# Speech2Text

**Information**

The **Bark model** by Suno is introduced as an innovative text-to-audio generation model. Unlike traditional text-to-speech models, Bark is designed as a versatile, fully generative model that produces realistic, multilingual speech and diverse audio elements, including background sounds, nonverbal expressions, and even music. The Bark model features a variety of unique traits: it goes beyond speech, capturing nonverbal cues such as laughter and sighs, and can support audio outputs with environmental sounds or musical elements. Suno has provided pretrained model checkpoints with support for real-time audio generation on GPUs and compatibility with CPUs, making it suitable for commercial use.
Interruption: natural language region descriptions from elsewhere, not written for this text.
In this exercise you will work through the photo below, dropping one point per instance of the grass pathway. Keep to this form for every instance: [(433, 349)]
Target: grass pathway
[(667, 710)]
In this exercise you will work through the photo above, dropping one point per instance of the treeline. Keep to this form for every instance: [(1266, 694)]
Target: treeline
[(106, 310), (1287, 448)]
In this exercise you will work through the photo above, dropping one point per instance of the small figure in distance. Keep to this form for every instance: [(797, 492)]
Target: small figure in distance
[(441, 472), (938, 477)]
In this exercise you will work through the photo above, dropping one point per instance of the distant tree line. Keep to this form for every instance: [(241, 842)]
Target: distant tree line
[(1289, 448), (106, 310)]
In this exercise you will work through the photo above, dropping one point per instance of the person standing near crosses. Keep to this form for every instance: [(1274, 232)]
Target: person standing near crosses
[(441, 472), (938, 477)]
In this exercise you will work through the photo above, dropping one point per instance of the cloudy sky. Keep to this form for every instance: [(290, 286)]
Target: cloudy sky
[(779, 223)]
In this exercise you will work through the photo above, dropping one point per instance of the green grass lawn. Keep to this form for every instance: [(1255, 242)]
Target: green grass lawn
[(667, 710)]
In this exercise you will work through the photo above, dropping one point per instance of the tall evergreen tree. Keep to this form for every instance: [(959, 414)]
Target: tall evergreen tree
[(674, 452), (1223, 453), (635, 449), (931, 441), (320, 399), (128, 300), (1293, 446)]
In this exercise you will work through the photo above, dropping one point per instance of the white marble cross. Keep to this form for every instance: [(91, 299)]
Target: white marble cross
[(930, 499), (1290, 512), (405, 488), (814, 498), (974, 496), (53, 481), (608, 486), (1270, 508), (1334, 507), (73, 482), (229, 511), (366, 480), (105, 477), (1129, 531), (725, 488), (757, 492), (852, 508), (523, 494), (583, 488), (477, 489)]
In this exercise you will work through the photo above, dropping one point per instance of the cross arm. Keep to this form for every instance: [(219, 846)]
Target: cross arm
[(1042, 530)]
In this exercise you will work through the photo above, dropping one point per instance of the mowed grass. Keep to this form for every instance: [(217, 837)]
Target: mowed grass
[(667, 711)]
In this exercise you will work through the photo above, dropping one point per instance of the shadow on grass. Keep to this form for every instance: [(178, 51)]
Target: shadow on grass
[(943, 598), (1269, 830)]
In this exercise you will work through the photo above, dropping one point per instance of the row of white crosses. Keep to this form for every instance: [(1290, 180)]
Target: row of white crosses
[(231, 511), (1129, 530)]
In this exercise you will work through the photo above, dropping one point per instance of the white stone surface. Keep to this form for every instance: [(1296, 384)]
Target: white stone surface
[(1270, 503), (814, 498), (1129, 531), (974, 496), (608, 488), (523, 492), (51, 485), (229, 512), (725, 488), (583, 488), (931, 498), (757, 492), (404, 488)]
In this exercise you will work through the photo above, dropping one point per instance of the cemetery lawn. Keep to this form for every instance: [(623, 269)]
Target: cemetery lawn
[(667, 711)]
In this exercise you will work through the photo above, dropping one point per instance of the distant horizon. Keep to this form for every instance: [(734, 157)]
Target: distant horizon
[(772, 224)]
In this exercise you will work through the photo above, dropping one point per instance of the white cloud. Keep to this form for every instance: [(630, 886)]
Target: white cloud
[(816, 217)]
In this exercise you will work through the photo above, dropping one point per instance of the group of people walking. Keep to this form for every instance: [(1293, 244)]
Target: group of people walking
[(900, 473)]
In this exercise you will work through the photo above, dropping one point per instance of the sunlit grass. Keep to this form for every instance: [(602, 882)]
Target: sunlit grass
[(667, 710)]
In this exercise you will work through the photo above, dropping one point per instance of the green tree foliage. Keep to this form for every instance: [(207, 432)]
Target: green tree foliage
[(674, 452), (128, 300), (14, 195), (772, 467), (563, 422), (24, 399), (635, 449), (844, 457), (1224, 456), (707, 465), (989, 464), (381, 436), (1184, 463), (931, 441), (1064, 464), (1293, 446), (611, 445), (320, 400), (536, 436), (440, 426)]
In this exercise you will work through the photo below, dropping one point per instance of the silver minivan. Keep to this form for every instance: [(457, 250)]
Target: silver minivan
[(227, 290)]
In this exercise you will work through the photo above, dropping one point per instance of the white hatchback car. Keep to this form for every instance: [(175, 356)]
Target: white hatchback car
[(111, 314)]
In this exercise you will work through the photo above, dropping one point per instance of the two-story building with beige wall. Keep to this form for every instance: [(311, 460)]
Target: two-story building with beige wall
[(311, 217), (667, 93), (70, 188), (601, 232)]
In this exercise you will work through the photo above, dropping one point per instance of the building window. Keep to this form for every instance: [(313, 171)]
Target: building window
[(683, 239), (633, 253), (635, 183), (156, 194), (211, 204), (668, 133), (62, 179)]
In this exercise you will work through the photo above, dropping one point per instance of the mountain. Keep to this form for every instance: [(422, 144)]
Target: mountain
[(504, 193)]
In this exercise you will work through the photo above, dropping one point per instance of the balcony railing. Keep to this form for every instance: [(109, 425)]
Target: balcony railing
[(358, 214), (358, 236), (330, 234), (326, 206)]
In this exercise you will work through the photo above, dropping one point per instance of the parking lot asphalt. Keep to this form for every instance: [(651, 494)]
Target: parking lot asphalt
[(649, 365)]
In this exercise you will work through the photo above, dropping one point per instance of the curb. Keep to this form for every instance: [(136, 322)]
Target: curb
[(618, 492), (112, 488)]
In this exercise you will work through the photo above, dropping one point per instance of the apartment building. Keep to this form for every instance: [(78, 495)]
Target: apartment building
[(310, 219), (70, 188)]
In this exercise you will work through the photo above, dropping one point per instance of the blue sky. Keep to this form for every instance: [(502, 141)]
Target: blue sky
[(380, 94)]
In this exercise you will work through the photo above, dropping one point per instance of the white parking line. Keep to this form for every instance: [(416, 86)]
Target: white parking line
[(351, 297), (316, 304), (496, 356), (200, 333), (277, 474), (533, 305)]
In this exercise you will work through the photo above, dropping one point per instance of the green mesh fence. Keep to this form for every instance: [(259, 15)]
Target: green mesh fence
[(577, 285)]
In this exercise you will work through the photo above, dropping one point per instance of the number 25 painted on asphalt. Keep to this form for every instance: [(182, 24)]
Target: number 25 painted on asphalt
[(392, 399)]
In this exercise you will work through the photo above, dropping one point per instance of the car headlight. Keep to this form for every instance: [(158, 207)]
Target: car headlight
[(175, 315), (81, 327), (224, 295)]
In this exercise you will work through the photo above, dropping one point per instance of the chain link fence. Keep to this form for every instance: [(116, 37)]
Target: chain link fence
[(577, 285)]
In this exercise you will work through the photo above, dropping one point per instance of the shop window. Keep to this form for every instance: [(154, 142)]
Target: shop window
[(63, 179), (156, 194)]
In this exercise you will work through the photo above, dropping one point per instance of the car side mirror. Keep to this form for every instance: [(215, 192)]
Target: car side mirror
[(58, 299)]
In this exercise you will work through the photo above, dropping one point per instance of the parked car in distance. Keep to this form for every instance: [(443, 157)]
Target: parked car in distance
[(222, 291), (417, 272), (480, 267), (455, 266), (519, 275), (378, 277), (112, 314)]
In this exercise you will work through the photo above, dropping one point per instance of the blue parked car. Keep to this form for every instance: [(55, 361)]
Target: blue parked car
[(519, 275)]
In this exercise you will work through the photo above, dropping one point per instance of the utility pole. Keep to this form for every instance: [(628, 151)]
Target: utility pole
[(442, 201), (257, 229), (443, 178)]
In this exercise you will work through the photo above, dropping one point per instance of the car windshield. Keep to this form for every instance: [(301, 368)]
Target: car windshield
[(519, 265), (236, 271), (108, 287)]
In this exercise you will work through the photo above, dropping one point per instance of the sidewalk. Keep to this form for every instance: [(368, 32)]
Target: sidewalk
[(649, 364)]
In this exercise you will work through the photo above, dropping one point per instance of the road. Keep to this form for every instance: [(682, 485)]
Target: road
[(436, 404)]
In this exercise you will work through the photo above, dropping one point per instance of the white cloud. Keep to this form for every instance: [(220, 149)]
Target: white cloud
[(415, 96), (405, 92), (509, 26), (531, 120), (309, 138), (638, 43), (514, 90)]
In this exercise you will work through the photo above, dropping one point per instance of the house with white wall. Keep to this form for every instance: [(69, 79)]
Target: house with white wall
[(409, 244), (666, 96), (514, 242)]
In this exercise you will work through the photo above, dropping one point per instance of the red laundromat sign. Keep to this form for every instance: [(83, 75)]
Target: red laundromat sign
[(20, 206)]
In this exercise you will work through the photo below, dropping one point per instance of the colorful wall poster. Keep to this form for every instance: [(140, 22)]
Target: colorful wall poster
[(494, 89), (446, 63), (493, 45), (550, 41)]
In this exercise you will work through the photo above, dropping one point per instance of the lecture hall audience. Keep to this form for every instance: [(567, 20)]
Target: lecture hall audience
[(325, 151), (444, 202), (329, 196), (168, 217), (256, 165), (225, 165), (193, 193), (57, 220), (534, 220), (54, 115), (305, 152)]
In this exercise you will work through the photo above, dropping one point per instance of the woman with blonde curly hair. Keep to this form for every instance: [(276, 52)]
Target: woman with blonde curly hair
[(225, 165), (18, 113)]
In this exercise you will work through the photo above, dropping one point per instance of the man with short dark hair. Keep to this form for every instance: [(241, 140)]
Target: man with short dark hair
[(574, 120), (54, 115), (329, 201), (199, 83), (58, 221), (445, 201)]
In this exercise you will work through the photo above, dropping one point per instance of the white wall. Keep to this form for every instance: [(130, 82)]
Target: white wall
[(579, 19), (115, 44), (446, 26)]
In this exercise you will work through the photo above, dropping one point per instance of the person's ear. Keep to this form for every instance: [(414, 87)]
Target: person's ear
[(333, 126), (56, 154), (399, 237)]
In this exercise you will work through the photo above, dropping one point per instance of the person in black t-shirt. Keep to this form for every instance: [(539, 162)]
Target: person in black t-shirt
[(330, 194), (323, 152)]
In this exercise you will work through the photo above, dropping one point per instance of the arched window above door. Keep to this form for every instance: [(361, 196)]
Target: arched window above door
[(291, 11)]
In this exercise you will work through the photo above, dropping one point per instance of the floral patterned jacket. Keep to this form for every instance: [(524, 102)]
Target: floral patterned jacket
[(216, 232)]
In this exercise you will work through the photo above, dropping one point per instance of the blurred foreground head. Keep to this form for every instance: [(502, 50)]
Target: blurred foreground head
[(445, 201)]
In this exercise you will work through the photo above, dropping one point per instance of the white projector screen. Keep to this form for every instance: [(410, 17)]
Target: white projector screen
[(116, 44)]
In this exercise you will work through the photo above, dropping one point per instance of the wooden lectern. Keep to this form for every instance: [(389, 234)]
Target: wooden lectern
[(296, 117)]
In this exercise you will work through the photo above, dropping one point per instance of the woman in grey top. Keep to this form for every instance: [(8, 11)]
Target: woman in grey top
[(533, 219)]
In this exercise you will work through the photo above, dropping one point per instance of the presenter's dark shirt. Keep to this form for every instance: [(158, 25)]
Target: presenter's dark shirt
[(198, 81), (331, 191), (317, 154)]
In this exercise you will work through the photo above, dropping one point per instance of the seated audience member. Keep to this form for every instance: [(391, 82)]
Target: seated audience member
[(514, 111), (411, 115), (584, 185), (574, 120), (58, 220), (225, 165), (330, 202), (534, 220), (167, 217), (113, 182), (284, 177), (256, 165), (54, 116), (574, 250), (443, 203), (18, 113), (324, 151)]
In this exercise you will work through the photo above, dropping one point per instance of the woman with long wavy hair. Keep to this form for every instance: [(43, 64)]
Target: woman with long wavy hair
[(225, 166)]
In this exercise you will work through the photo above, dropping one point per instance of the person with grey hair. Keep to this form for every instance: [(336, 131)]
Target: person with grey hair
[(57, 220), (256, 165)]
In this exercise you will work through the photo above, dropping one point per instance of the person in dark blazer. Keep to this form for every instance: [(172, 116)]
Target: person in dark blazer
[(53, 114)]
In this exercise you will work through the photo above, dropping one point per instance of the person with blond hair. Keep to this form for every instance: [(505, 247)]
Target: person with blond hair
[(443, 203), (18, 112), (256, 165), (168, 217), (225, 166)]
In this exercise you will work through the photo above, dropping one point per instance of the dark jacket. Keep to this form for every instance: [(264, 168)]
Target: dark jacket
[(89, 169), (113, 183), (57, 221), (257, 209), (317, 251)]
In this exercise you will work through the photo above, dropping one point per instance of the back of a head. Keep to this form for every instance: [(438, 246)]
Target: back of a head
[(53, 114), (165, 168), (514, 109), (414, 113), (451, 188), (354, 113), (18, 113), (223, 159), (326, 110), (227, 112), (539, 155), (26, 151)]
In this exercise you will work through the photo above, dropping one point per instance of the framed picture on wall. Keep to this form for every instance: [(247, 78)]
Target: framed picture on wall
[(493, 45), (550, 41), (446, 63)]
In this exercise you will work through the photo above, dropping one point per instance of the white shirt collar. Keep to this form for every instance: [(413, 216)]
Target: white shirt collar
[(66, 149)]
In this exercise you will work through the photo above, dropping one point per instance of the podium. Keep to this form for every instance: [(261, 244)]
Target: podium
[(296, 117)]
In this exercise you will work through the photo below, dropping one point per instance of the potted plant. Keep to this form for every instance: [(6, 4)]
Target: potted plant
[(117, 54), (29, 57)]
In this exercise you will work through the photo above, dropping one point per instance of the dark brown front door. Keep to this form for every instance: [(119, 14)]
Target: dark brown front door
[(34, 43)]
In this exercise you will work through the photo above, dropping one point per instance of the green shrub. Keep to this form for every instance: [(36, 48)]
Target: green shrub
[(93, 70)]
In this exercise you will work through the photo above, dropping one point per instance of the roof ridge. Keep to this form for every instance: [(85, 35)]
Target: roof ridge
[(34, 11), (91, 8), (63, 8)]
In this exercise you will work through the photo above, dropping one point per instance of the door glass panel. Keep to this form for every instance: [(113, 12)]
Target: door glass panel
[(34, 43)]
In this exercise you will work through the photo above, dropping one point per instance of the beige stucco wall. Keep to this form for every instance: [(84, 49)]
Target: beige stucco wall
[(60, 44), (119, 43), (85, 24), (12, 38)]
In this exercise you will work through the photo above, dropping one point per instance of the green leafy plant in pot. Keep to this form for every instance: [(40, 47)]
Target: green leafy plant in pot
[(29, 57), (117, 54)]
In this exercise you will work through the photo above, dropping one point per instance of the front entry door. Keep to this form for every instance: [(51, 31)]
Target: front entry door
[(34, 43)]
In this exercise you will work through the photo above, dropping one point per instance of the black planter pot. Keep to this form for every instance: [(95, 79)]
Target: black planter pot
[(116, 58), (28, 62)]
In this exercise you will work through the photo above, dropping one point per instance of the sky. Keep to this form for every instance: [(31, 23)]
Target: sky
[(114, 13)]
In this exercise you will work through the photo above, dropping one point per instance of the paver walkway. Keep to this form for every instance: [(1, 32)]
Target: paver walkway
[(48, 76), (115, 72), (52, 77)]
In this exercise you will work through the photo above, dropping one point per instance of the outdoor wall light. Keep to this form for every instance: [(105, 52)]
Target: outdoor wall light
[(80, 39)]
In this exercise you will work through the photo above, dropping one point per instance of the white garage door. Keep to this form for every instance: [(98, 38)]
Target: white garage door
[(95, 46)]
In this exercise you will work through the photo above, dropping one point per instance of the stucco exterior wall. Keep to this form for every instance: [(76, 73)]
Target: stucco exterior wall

It incorporates natural prosody and can even mimic accents based on input text.

Remark: Bark model information is based on suno-ai/bark, developed and maintained by Suno: https://suno.com/


***
**Coding sources**

* Hugging Face model page: https://huggingface.co/suno/bark-small
* Hugging Face documentation: https://huggingface.co/docs/transformers/model_doc/bark


***
**Aim of the code template**

Mimic the Advanced Speech-to-Text API of Google by i. generating an audio file (Text2Speech), ii. transcribing the audio file (Speech2Text) and iii. improve the transcription by using two LLMs; see Google API: https://cloud.google.com/speech-to-text/?hl=en

# Transcripe your audio file

In [1]:
import torch
from transformers import AutoModelForSpeechSeq2Seq, AutoProcessor, pipeline
import soundfile as sf

device = "cuda:0" if torch.cuda.is_available() else "cpu"
print("device:", device)

torch_dtype = torch.float16 if torch.cuda.is_available() else torch.float32

model_id = "openai/whisper-large-v3-turbo"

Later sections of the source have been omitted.